Parents presented a petition with more than 200 signatures to the District 65 board of education Monday, asking the board to hire an assistant principal at Bessie Rhodes Magnet School.
After current Principal Adrian Harries Jr. announced he would resign last week following two years at Bessie Rhodes, parents say they are concerned about leadership at the school. Although the district appointed an interim principal on Monday, parents believe that an assistant principal is also necessary to retain current teachers and future principals.
Speaking to the board of education, parent Jennifer Phillips said the news of Harries’ departure spurred parents to action.
“We asked ourselves a question: what does it take to succeed? What does it take to have a principal that wants to make a permanent second home in our community?” Phillips said.
Counting the 2012-2013 school year, Bessie Rhodes will have had four different principals in five years. Harries took the reins from interim principal Jason Ewing, who helmed the school for one year after Pat Mitchell retired in 2009, following a decade at Bessie Rhodes.
“We don’t want to see any backsliding,” parent Victoria Vye told the board of education Monday. “We believe an assistant principal is imperative.”

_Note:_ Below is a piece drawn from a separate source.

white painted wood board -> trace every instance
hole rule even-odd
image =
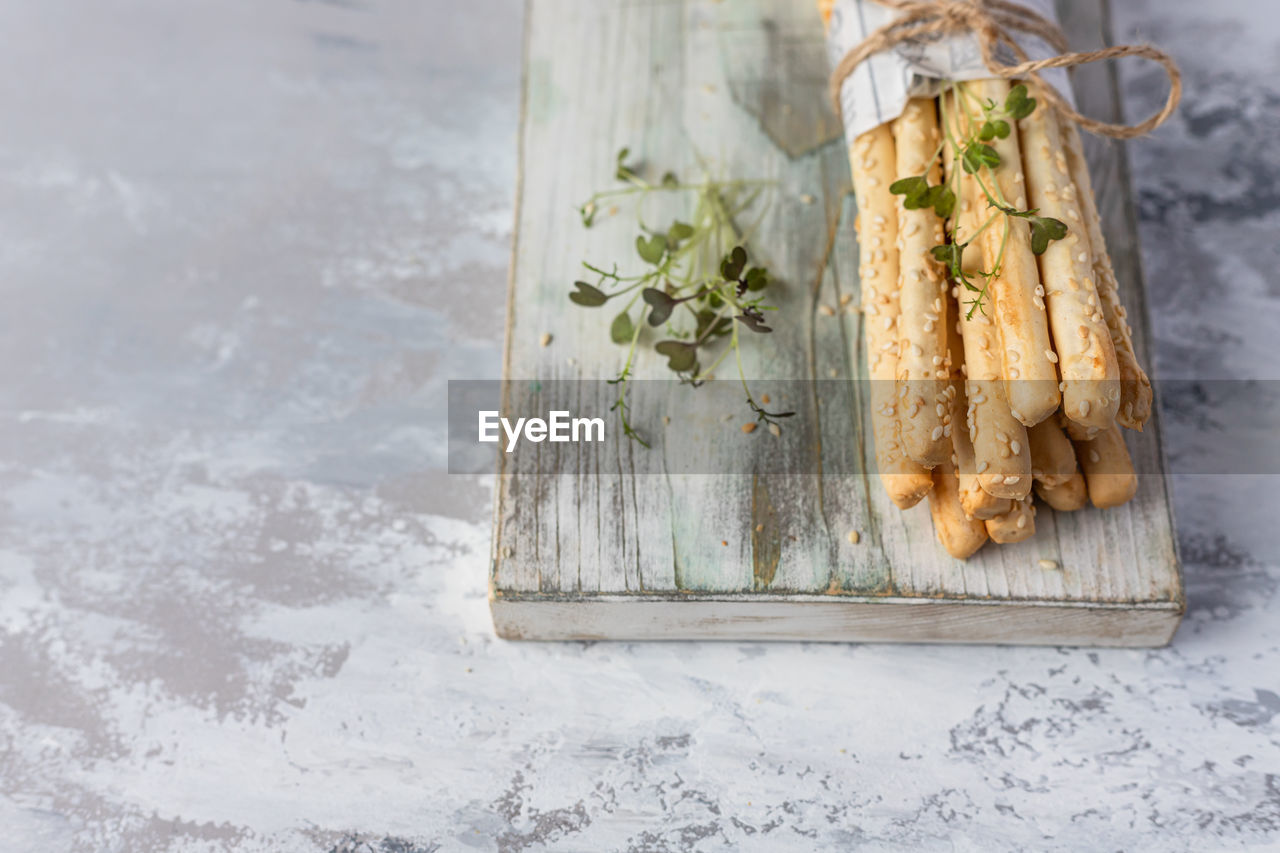
[[[1103,43],[1103,0],[1060,7],[1074,45]],[[582,259],[634,251],[632,230],[586,231],[574,213],[607,184],[622,145],[684,171],[695,169],[697,151],[723,174],[776,180],[753,246],[787,283],[787,319],[767,346],[747,351],[748,373],[864,375],[860,315],[818,310],[842,294],[856,303],[859,285],[856,211],[824,100],[812,4],[531,0],[527,11],[506,376],[603,379],[621,365],[601,317],[566,294]],[[1087,112],[1119,113],[1109,69],[1082,69],[1076,90]],[[1150,365],[1124,150],[1086,142],[1136,344]],[[554,343],[544,347],[547,332]],[[667,374],[649,358],[639,375]],[[870,453],[865,406],[819,406],[810,428],[800,440],[826,471],[848,470],[838,454]],[[1033,539],[989,544],[966,562],[937,544],[924,503],[899,511],[875,478],[633,477],[625,473],[632,454],[655,451],[627,443],[588,451],[558,475],[500,469],[494,624],[520,639],[1163,644],[1184,602],[1158,415],[1127,437],[1141,478],[1130,504],[1064,514],[1042,506]],[[734,452],[728,440],[707,446]],[[861,534],[856,545],[850,530]],[[1061,568],[1042,568],[1042,559]]]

Housing students in kindergarten through eighth grade, Bessie Rhodes is the only District 65 school that enrolls middle school students but does not have an assistant principal. It is also one of the smaller schools in the district, with two classes of 20 students per grade and about 350 students overall. But parents say its size should not prevent it from having an assistant principal.
“The size of the school is irrelevant,” the petition reads. “The demands on a K-8 principal encompass the full slate of responsibilities of a K-5 and a middle school principal.”
According to Vye, other District 65 schools have a 1.26 principal figure to student ratio, while Rhodes has a 1.35 principal to student ratio.
“As parents, we believe a K-8 school requires more than an exceptional principal,” Vye said. “We don’t want to see teachers leaving.”